La invitación, de Karyn Kusama

002_mUNA CENA CON AMIGOS.

Las primeras imágenes de Mulholland drive (2001) de David Lynch, nos conducían por las calles pendientes y curvilíneas de esos barrios lujosos y alejados de la urbe instaladas en lo alto de las colinas. El fascinante e hipnótico film nos introducía en un mundo cerrado que ocultaba  las existencias más siniestras que podíamos imaginar. La directora Karyn Kusama (1968, Brooklyn, Nueva York), que tuvo un debut prometedor en Girlfight (2000), que se centraba en una joven latina que soñaba con ser boxeadora, y le valió varios premios en Sundance, aunque luego cambio de rumbo con dos blockbusters hechos a medida de la maquinaria hollywodiense como Aeon flux (2205), espectáculo pirotécnico de peleas y fx, a la mayor gloria de Charlize Theron, y Jennifer’s body (2009) una cinta de terror al uso con asesina atractiva cepillándose a sus amigos.

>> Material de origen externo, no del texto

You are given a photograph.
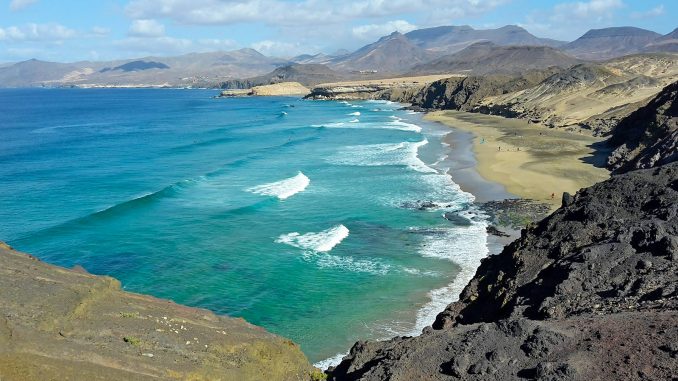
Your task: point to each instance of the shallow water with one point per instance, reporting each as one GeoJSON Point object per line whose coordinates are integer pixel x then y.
{"type": "Point", "coordinates": [288, 213]}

Ahora, vuelve a los mismos derroteros de su opera prima, producción independiente, basada en complejas relaciones entre los personajes, exquisita atmósfera, un guión fluido e interesante manejado con gran tensión dramática que irá in crescendo, y un buen puñado de interesantes actores desconocidos. La trama arranca con Will (personaje que nos guiará por la película) y Kira, su novia. Los dos viajan en coche por las calles en subida por uno de esos barrios que nos hablaba el genio de Lynch. No parecen muy convencidos de lo que están haciendo, dialogan si aceptar o no la invitación de sus amigos. Finalmente, aceptan y se detienen frente a una de esas casas lujosas edificadas en lo alto de las colinas. Entran y les reciben los anfitriones, Eden y David. Un grupo de amigos ya se encuentran en la casa. Así arranca la película, Kusama nos va introduciendo de manera gradual y paciente en las relaciones soterradas que se respiran entre los personajes, sobretodo, entre Eden y David. Lo que parece un encuentro entre amigos para celebrar que llevan un tiempo, dos años para ser exactos, que no se ven, virará para sumergirnos en una cinta de terror doméstico, al estilo de grandes clásicos como La semilla del diablo y otros de la década de los 70, en los que se trabajaba a través de pocos personajes y las relaciones latentes que se removían en sus interiores.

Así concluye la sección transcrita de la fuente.